Même chose pour le Groupe financier PEAK, qui a uni ses forces avec celles de la firme britanno-colombienne Customplan Financial Advisors et ses 300 conseillers l’an dernier.

Les exemples abondent dans presque tous les créneaux de l’industrie, y compris dans celui de l’assurance.

Par exemple, UV Mutuelle amorce son implantation dans l’Ouest.

«En 2012, les deux tiers des nouvelles affaires en assurance collective venaient de l’extérieur du Québec», déclarait récemment à notre équipe Denis Berthiaume, premier vice-président et directeur général, Gestion de patrimoine et Assurance de personnes au Mouvement Desjardins.

Le groupe coopératif, qui a fait l’achat, rappelons-le, de Western Financial Group et de la Financière MGI, pourrait réaliser «de nouvelles acquisitions», ajoute-t-il, afin d’étendre son réseau de distribution au pays.

La Laurentienne compte de son côté servir davantage les PME ontariennes, et SSQ Groupe financier souhaite accélérer la croissance des affaires dans tous ses secteurs à l’extérieur de la Belle Province.

On ne peut que célébrer ces percées et ces ambitions pancanadiennes.

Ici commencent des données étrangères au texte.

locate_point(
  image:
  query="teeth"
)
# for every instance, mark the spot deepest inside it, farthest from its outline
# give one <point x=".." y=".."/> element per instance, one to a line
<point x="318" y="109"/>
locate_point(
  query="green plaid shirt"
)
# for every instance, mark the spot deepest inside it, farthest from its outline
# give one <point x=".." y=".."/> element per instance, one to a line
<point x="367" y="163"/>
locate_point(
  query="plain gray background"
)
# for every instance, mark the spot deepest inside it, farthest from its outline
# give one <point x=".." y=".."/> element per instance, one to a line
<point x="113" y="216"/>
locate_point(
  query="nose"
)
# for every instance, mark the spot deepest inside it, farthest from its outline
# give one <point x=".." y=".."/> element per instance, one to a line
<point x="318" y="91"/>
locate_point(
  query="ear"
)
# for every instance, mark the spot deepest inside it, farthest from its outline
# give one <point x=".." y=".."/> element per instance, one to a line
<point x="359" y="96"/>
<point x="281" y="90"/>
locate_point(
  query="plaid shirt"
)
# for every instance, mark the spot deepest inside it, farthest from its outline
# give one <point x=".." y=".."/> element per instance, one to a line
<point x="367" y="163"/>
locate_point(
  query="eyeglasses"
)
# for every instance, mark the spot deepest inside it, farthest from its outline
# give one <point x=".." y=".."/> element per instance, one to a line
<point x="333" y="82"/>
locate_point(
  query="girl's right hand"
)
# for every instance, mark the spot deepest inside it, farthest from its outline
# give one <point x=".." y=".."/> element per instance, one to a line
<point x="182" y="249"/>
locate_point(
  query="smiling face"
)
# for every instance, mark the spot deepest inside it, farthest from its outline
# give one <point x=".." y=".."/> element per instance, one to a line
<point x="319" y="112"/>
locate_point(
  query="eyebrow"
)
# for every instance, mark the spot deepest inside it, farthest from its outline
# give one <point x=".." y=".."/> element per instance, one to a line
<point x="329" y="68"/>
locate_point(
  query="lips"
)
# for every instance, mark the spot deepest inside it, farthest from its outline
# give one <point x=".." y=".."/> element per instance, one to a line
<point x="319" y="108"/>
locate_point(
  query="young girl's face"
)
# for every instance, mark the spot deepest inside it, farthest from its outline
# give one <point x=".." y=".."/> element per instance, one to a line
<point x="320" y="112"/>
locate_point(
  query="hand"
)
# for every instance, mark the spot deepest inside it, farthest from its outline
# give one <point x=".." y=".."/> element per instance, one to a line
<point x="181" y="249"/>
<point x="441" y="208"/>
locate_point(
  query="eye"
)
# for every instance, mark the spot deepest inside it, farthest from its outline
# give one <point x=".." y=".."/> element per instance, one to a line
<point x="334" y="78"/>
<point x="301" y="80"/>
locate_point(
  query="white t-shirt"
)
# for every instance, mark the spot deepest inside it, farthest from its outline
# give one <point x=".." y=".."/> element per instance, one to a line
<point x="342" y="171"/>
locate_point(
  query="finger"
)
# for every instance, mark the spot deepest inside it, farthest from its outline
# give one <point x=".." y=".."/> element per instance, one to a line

Et après le Canada, l’étranger ? De nombreux acteurs de l’industrie, grands et petits, y sont déjà présents.

Leur nombre est inévitablement appelé à augmenter. Au cours des derniers mois seulement, dans les pages de Finance et Investissement, les van Berkom, Fiera Capital et autres Hexavest, pour ne nommer que ces trois sociétés de gestion de portefeuille et de placement de Montréal, ont fait part de leurs réussites et de leurs projets, tant au sud de la frontière que sur le continent asiatique.

Redonnons-nous rendez-vous dans 10 ans. Il y a fort à parier que le visage du Québec financier inc. aura bien changé.